Legal juggling a main act in Eskom circus
The circus that is Matshela Koko’s disciplinary hearing continued on Wednesday with the Eskom legal team being lectured and coached by the defence on how it should conduct its case.
Sebetja Matsaung, an attorney and evidence leader, did not want to read the charge sheet into the record, saying it would take a long time. He told the chairman, advocate Mzungulu Mthombeni, that "the charges remain as presented to the accused and his team".
When Matsaung declined to say what the charges were, advocate Frans Barrie, for the accused, lectured him about the process. "We need the charges to be read into the record so we can know what my client must plead to," Barrie said.
This did not move Matsaung, who remained convinced that reading the six-page document would take up too much time.
Eskom’s acting head of the legal department, Wawa Xaluva, who has the executive responsibility of the case, sat quietly next to Matsaung, staring at his mobile phone.
Barrie then moved to read out the six charges. He then proceeded to read the defence plea.

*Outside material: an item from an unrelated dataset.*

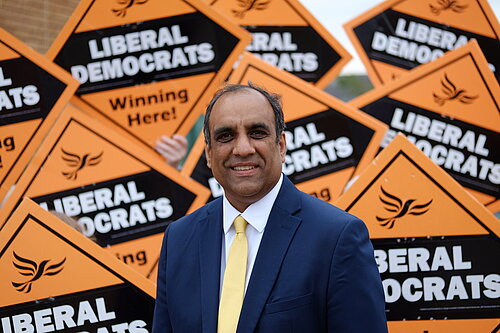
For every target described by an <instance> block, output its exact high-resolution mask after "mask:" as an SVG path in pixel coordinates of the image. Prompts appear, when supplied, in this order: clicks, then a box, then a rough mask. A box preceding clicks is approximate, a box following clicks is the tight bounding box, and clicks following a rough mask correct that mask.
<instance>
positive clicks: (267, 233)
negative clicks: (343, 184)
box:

Koko is accused of failing to declare, or neglecting to declare, that his stepdaughter, Koketso Choma, was a director of Impulse International and had acquired shares in the firm.
Koko also allegedly failed to declare that his wife had business dealings with Pragasen Pather, the majority owner of Impulse. A division headed by Koko at Eskom awarded tenders to Impulse, paying it more than R1bn since July 2014 and continuing into the time Koko became acting CEO in 2016.
The second charge is that Koko was "negligent in the performance of his duties" in that he did not confront Pather for his failure to declare a possible conflict of interest. Koko pleaded not guilty to the accusations.
The prosecution called its first witness, Eskom employee Daphne Morwalle, who works in the forensic and assurance division. Morwalle disputed a document purporting to be a declaration of interest on the basis that it did not have a tracking number.
Morwalle testified that a declaration — "on the e-form" — would be electronically loaded into the Eskom system, which would automatically generate a tracking number.
"It also did not have a date of submission," Morwalle said.
In his plea, Koko said he had handed the declaration to former chairman Ben Ngubane.
In the charge sheet, there was no question about the authenticity, or lack thereof, of Koko’s declaration.
Barrie objected to the evidence being led by Matsaung on the basis it was irrelevant as it was not on the charge sheet.
Matsaung terminated his questions. He told the hearing he was unable to call forensic investigators from audit firm Nkonki Inc to testify "as they were ducking and diving". The case was adjourned to allow the prosecution to call witnesses.
The case had been adjourned on Monday in order for Mthombeni to obtain a full briefing to conduct the case.
In terms of Eskom’s disciplinary code, the proceedings must be conducted by internal parties, or the parties must agree if an outsider such as Mthombeni is to preside. The parties confirmed they had been furnished with the brief.
According to Matsaung and Xaluva, the brief states that Mthombeni will only make recommendations to Eskom at the end of the hearing. The power utility would then consider the advocate’s recommendations before deciding whether to accept them as a binding ruling.